One scroll through Insta or a virtual vino with mates and you’ll soon learn some people are revelling in this new-found mental freedom. Some are finally writing that novel they’ve always wanted to, they’re learning Italian, launching their organic candle line from their garage or they’re taking up painting—right now, there’s a lot of creativity happening.
And that’s a good thing according to psychologist Doone Richmond, “having an outlet is an important aspect of human flourishing. If you look at the wealth of research from the world of positive psychology on the elements that help us flourish as human beings, one of them is ‘Engagement’ often described as experiencing flow—where time passes and you don’t realise it. Many people experience this through creativity.”
But what if you’re not feeling said flow? What if the most creative thing you’ve done today is sprinkle a little balsamic glaze over your avo toast? Although you might have already guessed it, it’s actually ok to not feel ok right now. And given the current state of affairs, for many anxiety levels are peaking. Which doesn’t exactly make for a creative environment. So why is it that some of us are thriving, while some (right here) are just surviving?
“We’re addicted to being busy,” says Richmond. “It’s a myth that if you aren’t busy you can’t be enjoying life or contributing productively.”

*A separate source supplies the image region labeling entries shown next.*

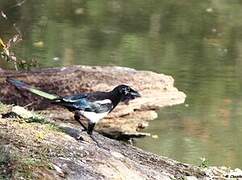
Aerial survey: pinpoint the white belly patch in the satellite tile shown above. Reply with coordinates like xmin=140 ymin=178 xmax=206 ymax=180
xmin=80 ymin=111 xmax=108 ymax=123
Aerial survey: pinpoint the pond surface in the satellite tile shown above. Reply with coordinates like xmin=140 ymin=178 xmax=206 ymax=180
xmin=0 ymin=0 xmax=242 ymax=168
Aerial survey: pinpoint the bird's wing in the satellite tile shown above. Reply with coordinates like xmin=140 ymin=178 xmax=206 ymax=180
xmin=55 ymin=93 xmax=113 ymax=113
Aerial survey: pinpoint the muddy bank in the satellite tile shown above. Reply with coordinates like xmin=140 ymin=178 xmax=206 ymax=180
xmin=0 ymin=66 xmax=186 ymax=138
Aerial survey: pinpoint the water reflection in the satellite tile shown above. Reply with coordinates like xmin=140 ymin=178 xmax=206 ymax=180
xmin=0 ymin=0 xmax=242 ymax=167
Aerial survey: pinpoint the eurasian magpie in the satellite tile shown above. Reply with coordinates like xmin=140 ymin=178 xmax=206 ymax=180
xmin=6 ymin=78 xmax=141 ymax=135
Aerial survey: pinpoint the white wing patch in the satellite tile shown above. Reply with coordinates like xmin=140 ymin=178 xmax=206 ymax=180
xmin=95 ymin=99 xmax=112 ymax=104
xmin=80 ymin=111 xmax=108 ymax=123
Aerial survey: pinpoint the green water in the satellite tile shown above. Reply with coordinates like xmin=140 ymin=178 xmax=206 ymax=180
xmin=0 ymin=0 xmax=242 ymax=168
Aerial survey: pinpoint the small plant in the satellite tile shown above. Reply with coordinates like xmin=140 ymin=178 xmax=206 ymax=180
xmin=0 ymin=5 xmax=38 ymax=70
xmin=199 ymin=157 xmax=208 ymax=168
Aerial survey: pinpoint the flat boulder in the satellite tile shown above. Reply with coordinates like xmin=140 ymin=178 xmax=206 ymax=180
xmin=0 ymin=66 xmax=186 ymax=138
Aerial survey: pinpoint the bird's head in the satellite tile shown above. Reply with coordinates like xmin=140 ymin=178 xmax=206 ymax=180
xmin=114 ymin=85 xmax=141 ymax=102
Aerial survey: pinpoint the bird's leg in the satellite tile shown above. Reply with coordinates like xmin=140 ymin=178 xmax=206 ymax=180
xmin=87 ymin=122 xmax=101 ymax=148
xmin=74 ymin=111 xmax=88 ymax=131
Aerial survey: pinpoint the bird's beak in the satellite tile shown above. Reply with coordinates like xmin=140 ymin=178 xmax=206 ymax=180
xmin=130 ymin=91 xmax=141 ymax=98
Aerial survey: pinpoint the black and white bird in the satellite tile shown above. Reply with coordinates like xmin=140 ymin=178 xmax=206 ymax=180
xmin=6 ymin=78 xmax=141 ymax=135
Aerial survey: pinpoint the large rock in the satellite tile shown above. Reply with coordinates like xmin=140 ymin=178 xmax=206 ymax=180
xmin=0 ymin=66 xmax=186 ymax=137
xmin=0 ymin=103 xmax=242 ymax=180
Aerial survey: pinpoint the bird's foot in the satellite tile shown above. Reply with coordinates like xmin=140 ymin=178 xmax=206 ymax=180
xmin=76 ymin=135 xmax=84 ymax=141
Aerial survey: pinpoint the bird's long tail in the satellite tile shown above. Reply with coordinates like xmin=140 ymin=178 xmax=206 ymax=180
xmin=6 ymin=78 xmax=60 ymax=100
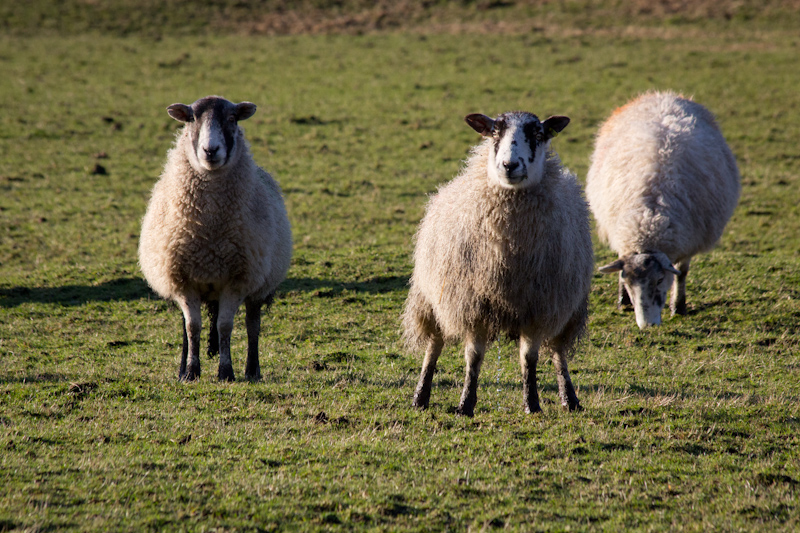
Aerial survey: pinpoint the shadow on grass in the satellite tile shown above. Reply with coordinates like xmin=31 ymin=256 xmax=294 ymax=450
xmin=0 ymin=276 xmax=408 ymax=309
xmin=278 ymin=276 xmax=408 ymax=298
xmin=0 ymin=278 xmax=152 ymax=308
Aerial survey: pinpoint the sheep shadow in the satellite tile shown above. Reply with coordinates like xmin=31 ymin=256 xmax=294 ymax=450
xmin=0 ymin=278 xmax=152 ymax=309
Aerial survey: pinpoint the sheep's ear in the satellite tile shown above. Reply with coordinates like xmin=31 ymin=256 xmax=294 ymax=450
xmin=167 ymin=104 xmax=194 ymax=122
xmin=236 ymin=102 xmax=256 ymax=120
xmin=542 ymin=115 xmax=569 ymax=140
xmin=464 ymin=113 xmax=494 ymax=137
xmin=597 ymin=259 xmax=625 ymax=274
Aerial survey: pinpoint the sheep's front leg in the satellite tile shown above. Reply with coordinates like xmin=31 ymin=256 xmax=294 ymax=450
xmin=553 ymin=348 xmax=582 ymax=411
xmin=217 ymin=293 xmax=242 ymax=381
xmin=617 ymin=271 xmax=633 ymax=309
xmin=412 ymin=335 xmax=444 ymax=409
xmin=669 ymin=258 xmax=691 ymax=315
xmin=206 ymin=301 xmax=219 ymax=357
xmin=178 ymin=295 xmax=202 ymax=381
xmin=456 ymin=333 xmax=486 ymax=416
xmin=244 ymin=300 xmax=261 ymax=381
xmin=519 ymin=334 xmax=542 ymax=414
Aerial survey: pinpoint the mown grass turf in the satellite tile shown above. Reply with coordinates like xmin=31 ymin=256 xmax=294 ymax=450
xmin=0 ymin=2 xmax=800 ymax=531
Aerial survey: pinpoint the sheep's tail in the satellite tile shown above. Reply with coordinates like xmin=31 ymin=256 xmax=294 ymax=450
xmin=402 ymin=282 xmax=439 ymax=352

“There’s a lot of discussion around what people will do with additional time they may have during this period, however some people have never had the opportunity to take a break from their working life, or their two-hour commute, so they probably haven’t had the head space to even think about what a new skill might look like, or how that might contribute to their career longer term. This can translate to some people thinking ‘what’s wrong with me?’. Well, there’s nothing wrong.”
So the good news is, we’re not broken. We’re all just adjusting to our “new normal”, so stop comparing yourself to others, and especially to what you see people doing on social media.
“It’s completely reasonable to allow yourself time to adjust to your new circumstances,” Richmond adds. “Once we settle into the new norm, when our basic needs are satisfied, i.e. we know our job is secure, or we have managed to secure financial assistance, or our landlord is being reasonable… and for some that the toilet paper gets back on the shelf, our mind will naturally move to the next level of importance. For some that might mean addressing boredom, which may or may not manifest in something creative. For now, everyone needs to be kind to themselves and give themselves the time to adjust.”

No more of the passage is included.